Despite progress in perceptual tasks such as image classification, computers still perform poorly on cognitive tasks such as image description and question answering. Cognition is core to tasks that involve not just recognizing, but reasoning about our visual world. However, models used to tackle the rich content in images for cognitive tasks are still being trained using the same datasets designed for perceptual tasks. To achieve success at cognitive tasks, models need to understand the interactions and relationships between objects in an image. When asked "What vehicle is the person riding? ", computers will need to identify the objects in an image as well as the relationships riding (man, carriage) and pulling (horse, carriage) to answer correctly that "the person is riding a horse-drawn carriage.” In this paper, we present the Visual Genome dataset to enable the modeling of such relationships. We collect dense annotations of objects, attributes, and relationships within each image to learn these models. Specifically, our dataset contains over 108K images where each image has an average of [math]\displaystyle{ 35 }[/math] objects, [math]\displaystyle{ 26 }[/math] attributes, and [math]\displaystyle{ 21 }[/math] pairwise relationships between objects. We canonicalize the objects, attributes, relationships, and noun phrases in region descriptions and questions answer pairs to WordNet synsets. Together, these annotations represent the densest and largest dataset of image descriptions, objects, attributes, relationships, and question answer pairs.

1. Introduction


Fig. 1 An overview of the data needed to move from perceptual awareness to cognitive understanding of images. We present a dataset of images densely annotated with numerous region descriptions, objects, attributes, and relationships. Some examples of region descriptions (e.g. “girl feeding large elephant” and “a man taking a picture behind girl”) are shown (top). The objects (e.g. elephant), attributes (e.g. large) and relationships (e.g. feeding) are shown (bottom). Our dataset also contains image related question answer pairs (not shown)

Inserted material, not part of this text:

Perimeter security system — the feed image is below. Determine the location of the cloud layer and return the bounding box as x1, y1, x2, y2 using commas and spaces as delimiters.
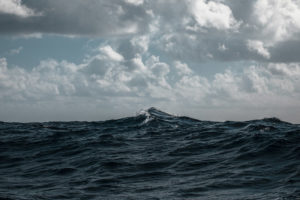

A holy grail of computer vision is the complete understanding of visual scenes: a model that is able to name and detect objects, describe their attributes, and recognize their relationships. Understanding scenes would enable important applications such as image search, question answering, and robotic interactions. Much progress has been made in recent years towards this goal, including image classification (Perronnin et al. 2010; Simonyan and Zisserman 2014; Krizhevsky et al. 2012; Szegedy et al. 2015) and object detection (Girshick et al. 2014; Sermanet et al. 2013; Girshick 2015; Ren et al. 2015b). An important contributing factor is the availability of a large amount of data that drives the statistical models that underpin today’s advances in computational visual understanding. While the progress is exciting, we are still far from reaching the goal of comprehensive scene understanding. As Fig. 1 shows, existing models would be able to detect discrete objects in a photo but would not be able to explain their interactions or the relationships between them. Such explanations tend to be cognitive in nature, integrating perceptual information into conclusions about the relationships between objects in a scene (Bruner 1990; Firestone and Scholl 2015). A cognitive understanding of our visual world thus requires that we complement computers’ ability to detect objects with abilities to describe those objects (Isola et al. 2015) and understand their interactions within a scene (Sadeghi and Farhadi 2011).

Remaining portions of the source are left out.